Assume that $G$ is a 2-connected graph with $\delta(G)\geq 3$. Show that there is a vertex like $v$ that $G-v$ is 2-connected.
$\bullet$ Do I need to propose an algorithm to find such a vertex to solve the problem? Or, it can be proved in another way?
Well, as I have not found still a proper answer, I am writing the answer obtained from the paper which suggested by Leen Droogendijk. First, we are to see a definition and a theorem, and then the proof is implied by contradiction.
Definition. A graph $G$ is named critically $n-$connected if $\kappa(G)=n$ and $\kappa(G-v)=n-1$ for every vertex $v \in G$.
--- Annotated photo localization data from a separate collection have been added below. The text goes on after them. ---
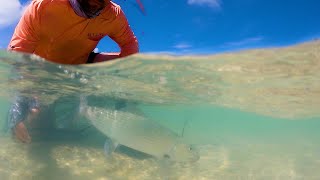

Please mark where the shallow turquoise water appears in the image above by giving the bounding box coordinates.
[142,104,320,145]
[0,42,319,179]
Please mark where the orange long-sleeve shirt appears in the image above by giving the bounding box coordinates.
[8,0,139,64]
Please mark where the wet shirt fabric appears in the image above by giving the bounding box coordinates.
[8,0,138,64]
[7,96,40,130]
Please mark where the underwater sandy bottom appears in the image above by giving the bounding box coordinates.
[0,135,319,180]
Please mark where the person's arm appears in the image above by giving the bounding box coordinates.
[7,96,40,143]
[7,1,41,54]
[93,9,139,62]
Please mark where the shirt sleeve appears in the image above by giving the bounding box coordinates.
[7,1,42,54]
[108,9,139,57]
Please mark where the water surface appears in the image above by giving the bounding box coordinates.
[0,40,319,179]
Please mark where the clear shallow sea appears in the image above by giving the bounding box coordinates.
[0,41,319,179]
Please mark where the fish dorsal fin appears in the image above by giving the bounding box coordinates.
[180,119,189,137]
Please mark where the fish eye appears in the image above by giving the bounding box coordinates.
[189,147,193,151]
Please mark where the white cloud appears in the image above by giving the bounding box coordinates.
[187,0,221,9]
[93,48,99,53]
[173,42,192,49]
[0,0,28,28]
[225,37,264,46]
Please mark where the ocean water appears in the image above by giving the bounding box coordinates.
[0,40,319,179]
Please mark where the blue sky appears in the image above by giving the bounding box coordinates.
[0,0,319,54]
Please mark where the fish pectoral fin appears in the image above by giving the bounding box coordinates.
[158,158,173,178]
[104,138,118,156]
Theorem. If $G$ is a critically $n-$connected graph with $n\geq 2$, then $\delta(G)<\frac{3m-1}{2}$ and the number $\frac{3m-1}{2}$ cannot be improved.
Now, the proof can be easily gained on the contradiction. Assume that there is no such a $v\in G$ as said in the problem. Thus, for each $v∈V$, the sub graph $G−v$ is not a $2-$connected, and so one can conclude that the graph is a critically $2-$connected (see the definition), and hence according to the theorem, it is implied that $δ(G)<5/2$ which contradicts the assumption of $δ(G)≥3$.
$\bullet$ Although it is a proof, but I need a proof based on the well known results in the text books. I appreciate it if someone help me this way.